Friday, June 11, 2010

Local Event: Rochester "Jazz" Festival

Today is the start up of the Rochester Jazz Festival and I feel obliged to mention it. I do so, though, with pretty systematic ambivalence. While the city is desperate for anything to liven up the dead streets and deader economy, I have a couple of serious complaints.

First, the organizers' definition of "jazz" is so indiscriminate as to be meaningless. This festival is a tool for attracting suburbanites into the city and making them feel comfortable. So, any music that might actually challenge popular tastes is off the agenda. Bland is the word. I couldn't find a single performance on the schedule that I'd want to drive into town to see. That, in fact, is part of the problem: you cannot remedy the problems of the city simply by getting people like me to drive in from the countryside. The festival model of urban revitalization seems to me to be a mistake, I have posted pretty often on the need to foster spaces of creativity rather than just spaces of performance as the scaffolding of a vital urban culture.

Second, by my casual count the festival reflects a typical pattern. Most of the black performers (who I'd bet are a distinct minority) are playing R&B or something. Most of the nominally jazz performers are white. It is much like checking out the jazz section at Barnes and Noble.
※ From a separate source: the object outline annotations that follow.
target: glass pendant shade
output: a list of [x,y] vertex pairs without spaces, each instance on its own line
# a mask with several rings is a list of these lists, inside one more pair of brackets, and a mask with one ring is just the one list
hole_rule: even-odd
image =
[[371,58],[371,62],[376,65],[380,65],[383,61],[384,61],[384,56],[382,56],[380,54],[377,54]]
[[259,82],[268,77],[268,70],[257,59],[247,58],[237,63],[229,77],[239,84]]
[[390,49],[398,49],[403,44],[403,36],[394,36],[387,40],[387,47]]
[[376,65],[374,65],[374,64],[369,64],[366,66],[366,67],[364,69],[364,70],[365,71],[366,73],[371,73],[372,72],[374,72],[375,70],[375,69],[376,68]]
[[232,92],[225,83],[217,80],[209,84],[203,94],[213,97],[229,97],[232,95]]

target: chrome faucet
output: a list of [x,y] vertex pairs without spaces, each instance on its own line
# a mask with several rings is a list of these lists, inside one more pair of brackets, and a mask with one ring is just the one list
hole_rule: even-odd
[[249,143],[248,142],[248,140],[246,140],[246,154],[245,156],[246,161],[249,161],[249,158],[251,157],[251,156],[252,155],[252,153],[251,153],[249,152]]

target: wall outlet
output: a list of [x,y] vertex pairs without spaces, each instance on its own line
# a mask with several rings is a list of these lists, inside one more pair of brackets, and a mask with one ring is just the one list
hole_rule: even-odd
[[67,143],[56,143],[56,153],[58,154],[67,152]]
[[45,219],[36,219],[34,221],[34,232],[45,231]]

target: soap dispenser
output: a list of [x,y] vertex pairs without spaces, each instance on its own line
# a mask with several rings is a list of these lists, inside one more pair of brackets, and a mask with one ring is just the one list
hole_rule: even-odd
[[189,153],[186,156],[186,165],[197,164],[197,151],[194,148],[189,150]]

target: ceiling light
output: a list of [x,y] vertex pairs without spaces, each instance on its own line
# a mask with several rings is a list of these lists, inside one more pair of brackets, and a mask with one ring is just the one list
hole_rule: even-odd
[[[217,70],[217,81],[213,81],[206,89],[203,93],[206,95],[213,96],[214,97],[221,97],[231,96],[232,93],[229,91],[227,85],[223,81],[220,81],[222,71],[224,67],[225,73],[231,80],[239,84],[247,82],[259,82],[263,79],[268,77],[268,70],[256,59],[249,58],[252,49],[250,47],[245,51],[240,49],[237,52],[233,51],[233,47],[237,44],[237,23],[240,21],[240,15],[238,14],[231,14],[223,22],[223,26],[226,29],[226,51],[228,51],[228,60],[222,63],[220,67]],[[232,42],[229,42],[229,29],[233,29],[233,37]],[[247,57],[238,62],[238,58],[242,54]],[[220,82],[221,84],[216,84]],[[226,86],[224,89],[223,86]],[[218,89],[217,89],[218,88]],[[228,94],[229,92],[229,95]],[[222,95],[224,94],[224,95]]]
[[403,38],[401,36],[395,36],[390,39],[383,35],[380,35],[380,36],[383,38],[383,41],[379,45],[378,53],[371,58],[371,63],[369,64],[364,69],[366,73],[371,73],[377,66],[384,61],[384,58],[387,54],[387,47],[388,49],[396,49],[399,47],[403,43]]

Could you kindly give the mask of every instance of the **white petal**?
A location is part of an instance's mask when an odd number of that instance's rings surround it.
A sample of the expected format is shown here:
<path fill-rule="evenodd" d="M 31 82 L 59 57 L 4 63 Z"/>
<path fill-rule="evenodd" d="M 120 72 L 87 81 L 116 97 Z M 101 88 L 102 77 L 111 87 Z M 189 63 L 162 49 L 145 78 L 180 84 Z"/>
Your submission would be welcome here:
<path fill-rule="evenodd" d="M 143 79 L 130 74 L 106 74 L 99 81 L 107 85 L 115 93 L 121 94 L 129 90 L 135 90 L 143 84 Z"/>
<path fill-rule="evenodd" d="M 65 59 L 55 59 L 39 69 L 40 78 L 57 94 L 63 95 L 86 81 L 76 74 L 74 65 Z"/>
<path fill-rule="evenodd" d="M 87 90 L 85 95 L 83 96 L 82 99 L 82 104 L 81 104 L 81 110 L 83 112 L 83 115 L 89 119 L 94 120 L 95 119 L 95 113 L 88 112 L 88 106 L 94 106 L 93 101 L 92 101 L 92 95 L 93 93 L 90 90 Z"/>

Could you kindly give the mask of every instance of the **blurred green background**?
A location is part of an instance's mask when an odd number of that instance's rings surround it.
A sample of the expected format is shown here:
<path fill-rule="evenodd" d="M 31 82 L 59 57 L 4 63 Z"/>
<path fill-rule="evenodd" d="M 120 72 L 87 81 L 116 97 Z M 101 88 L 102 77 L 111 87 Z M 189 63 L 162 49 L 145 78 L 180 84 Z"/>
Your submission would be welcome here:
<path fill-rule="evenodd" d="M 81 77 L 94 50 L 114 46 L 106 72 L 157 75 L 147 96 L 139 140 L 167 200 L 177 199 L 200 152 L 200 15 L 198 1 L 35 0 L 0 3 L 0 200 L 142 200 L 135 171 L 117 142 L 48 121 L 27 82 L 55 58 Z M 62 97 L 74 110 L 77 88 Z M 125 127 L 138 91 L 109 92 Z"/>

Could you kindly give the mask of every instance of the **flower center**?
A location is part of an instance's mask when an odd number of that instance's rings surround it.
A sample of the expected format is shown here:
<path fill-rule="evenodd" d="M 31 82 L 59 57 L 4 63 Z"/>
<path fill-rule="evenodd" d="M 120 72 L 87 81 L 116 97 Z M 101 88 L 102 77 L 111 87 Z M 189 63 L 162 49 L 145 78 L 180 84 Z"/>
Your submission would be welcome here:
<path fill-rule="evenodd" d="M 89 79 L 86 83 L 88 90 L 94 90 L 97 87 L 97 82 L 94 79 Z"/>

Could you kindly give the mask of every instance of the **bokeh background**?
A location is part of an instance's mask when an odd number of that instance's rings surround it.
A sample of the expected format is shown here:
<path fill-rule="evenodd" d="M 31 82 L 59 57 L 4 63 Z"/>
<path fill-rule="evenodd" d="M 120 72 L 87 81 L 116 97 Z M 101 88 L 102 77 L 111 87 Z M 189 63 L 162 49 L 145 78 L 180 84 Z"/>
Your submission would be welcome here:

Jazz is an overwhelmingly African-American art form (I'm not just counting numbers of performers; virtually every notable innovation in the tradition was produced by African Americans) but you'd surely not know it from the way it is peddled, whether in the stores or at events like this one. I am not just complaining about effacing history. This pattern denies the active careers of a large number of amazingly talented and creative musicians. This pattern cannot be an accident. Ask the organizers what is going on.